The original dispute in Freilich v. Se. Pa. Transp. Auth. concerned whether or not SEPTA was negligent in causing Freilich’s injuries. In a stipulated verdict, the parties reached an agreement whereby SEPTA admitted that its driver was negligent in causing Plaintiff’s injuries and the parties stipulated to award Freilich $7,000,000.

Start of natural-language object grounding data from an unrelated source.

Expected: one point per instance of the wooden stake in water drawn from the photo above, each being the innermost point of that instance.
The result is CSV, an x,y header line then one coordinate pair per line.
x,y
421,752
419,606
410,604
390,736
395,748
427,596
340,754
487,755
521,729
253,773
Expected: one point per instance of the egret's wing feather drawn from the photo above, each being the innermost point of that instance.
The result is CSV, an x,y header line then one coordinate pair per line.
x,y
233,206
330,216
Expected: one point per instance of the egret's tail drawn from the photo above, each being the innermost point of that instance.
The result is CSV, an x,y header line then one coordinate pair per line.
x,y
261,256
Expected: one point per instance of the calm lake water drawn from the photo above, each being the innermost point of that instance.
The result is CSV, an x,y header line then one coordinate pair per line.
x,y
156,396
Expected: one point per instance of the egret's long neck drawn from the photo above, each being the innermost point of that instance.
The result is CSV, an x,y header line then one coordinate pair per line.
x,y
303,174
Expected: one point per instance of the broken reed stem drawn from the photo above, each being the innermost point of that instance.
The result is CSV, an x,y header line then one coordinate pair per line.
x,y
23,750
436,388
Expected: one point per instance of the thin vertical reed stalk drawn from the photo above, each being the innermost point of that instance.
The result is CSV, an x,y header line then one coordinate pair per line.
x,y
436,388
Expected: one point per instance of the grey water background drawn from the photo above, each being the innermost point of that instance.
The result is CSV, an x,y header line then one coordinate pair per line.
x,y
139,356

However, following the award, SEPTA filed a post-trial motion to mold the verdict, citing the Sovereign Immunity Act (hereafter “the Act”). The Act provides for limitations on liability for “Commonwealth parties” when those parties have acted in a negligent manner. Notably, the Act provides that liability may be imposed on the Commonwealth and the defense of sovereign immunity is inapplicable to claims for damages caused by:
The operation of any motor vehicle in the possession or control of a Commonwealth party. As used in this paragraph, motor vehicle’ means any vehicle which is self-propelled and any attachment thereto, including vehicles operated by rail, through water or in the air.
42 Pa. C.S.A. § 8522(b)(1)
The Act further provides that while liability may be imposed on the Commonwealth for the negligence of one of its motor vehicle operators, a plaintiff’s recovery against that Commonwealth party will be limited. 42 Pa. C.S.A. § 8528(b) specifically mandates that “damages arising from the same cause of action or transaction or occurrence or series of causes of action or transactions or occurrences shall not exceed $ 250,000 in favor of any plaintiff or $ 1,000,000 in the aggregate.” Id.

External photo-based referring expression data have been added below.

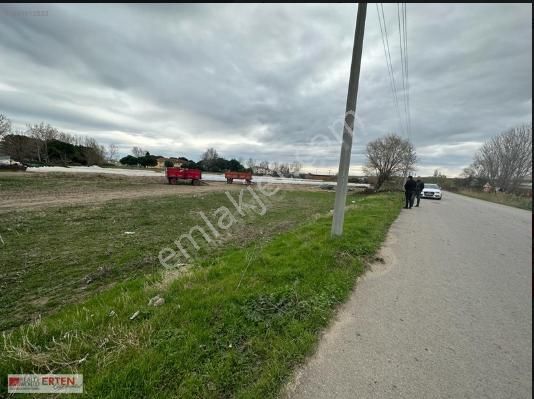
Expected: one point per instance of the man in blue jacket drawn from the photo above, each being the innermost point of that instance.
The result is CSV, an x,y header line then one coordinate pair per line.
x,y
419,186
409,192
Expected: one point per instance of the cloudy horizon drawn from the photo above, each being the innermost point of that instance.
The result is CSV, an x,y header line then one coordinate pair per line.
x,y
267,81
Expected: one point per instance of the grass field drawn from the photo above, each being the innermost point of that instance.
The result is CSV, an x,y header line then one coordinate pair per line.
x,y
500,198
235,321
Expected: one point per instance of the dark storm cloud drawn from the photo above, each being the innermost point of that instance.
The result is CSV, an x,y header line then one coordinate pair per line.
x,y
266,81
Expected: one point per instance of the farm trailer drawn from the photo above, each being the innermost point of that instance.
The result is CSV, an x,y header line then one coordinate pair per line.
x,y
175,174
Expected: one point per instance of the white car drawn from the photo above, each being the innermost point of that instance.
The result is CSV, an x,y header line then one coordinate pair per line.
x,y
431,191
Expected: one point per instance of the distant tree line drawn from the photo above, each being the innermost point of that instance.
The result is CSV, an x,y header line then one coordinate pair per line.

With this statutory precedent governing in Pennsylvania, in March of 2022, Judge Crumlish, the post-trial motion judge, granted SEPTA’s motion to mold the verdict and reduced Freilich’s damages to $250,000 in accordance with 42 Pa. C.S.A. § 8528(b). Despite agreeing that the reduction was a “profound economic inequality,” Judge Crumlish explained he had a “prescribed role” based on the Act and was without judicial discretion. He noted that unless and until the Pennsylvania Supreme Court accepted the case and reached a different conclusion, he was bound by precedent.

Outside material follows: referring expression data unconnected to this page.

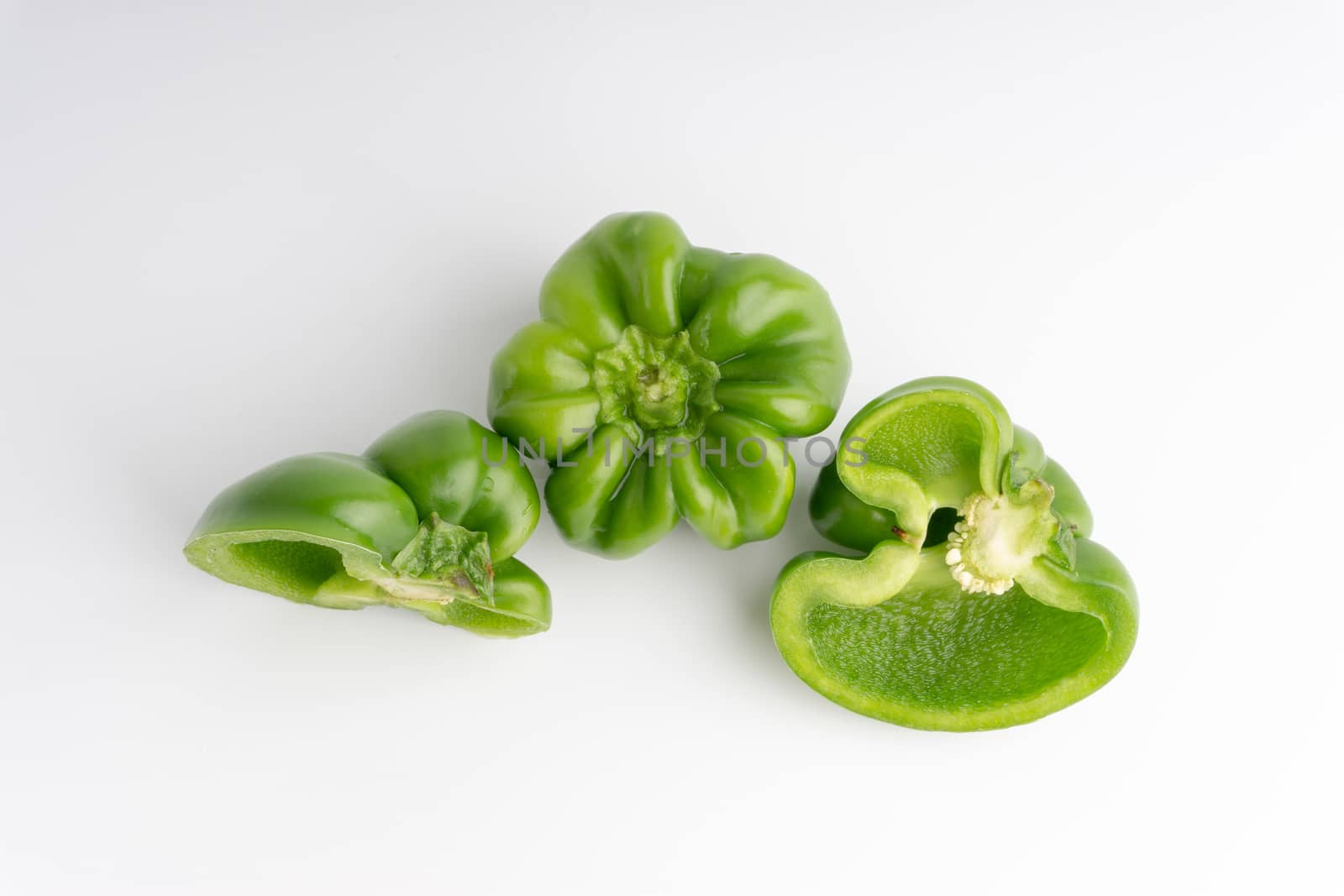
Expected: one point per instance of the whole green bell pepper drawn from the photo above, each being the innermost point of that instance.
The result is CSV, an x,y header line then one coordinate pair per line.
x,y
428,519
662,382
981,600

It has long been argued that Pennsylvania’s statutory damages cap for Commonwealth parties is too low and does not provide adequate redress for the negligence of Commonwealth actors. In fact, in Zauflik v. Pennsbury School District, the Pennsylvania Supreme Court invited the State legislature to review the Act and consider raising the statutory limits on damages. Again, in 2019, the Supreme Court extended this invitation following its decision in Grove v. Port Authority of Allegheny County. There, the Court recognized the difficulties presented by the $250,000 damages limit and its tendency to be inequitable and bordering on unconstitutional in some cases where damages should vastly exceed $250,000.
In an effort to increase the $250,000 limit, Freilich’s counsel sought certiorari in 2018 from the State Supreme Court, but the Court declined to grant the petition. Freilich’s counsel recently appealed to the State Supreme Court aiming to increase the current limit prescribed for all cases of this nature. Freilich’s counsel feels as though her case is the exact situation that the Pennsylvania Supreme Court in Grove feared and that her Constitutional rights have been violated leaving her without proper redress in the wake of steep medical bills and attorneys fees. For now, Freilich and all similarly situated plaintiffs can only wait patiently for the State legislature to accept the Pennsylvania Supreme Court’s invitation to act and raise the limit of statutory damages.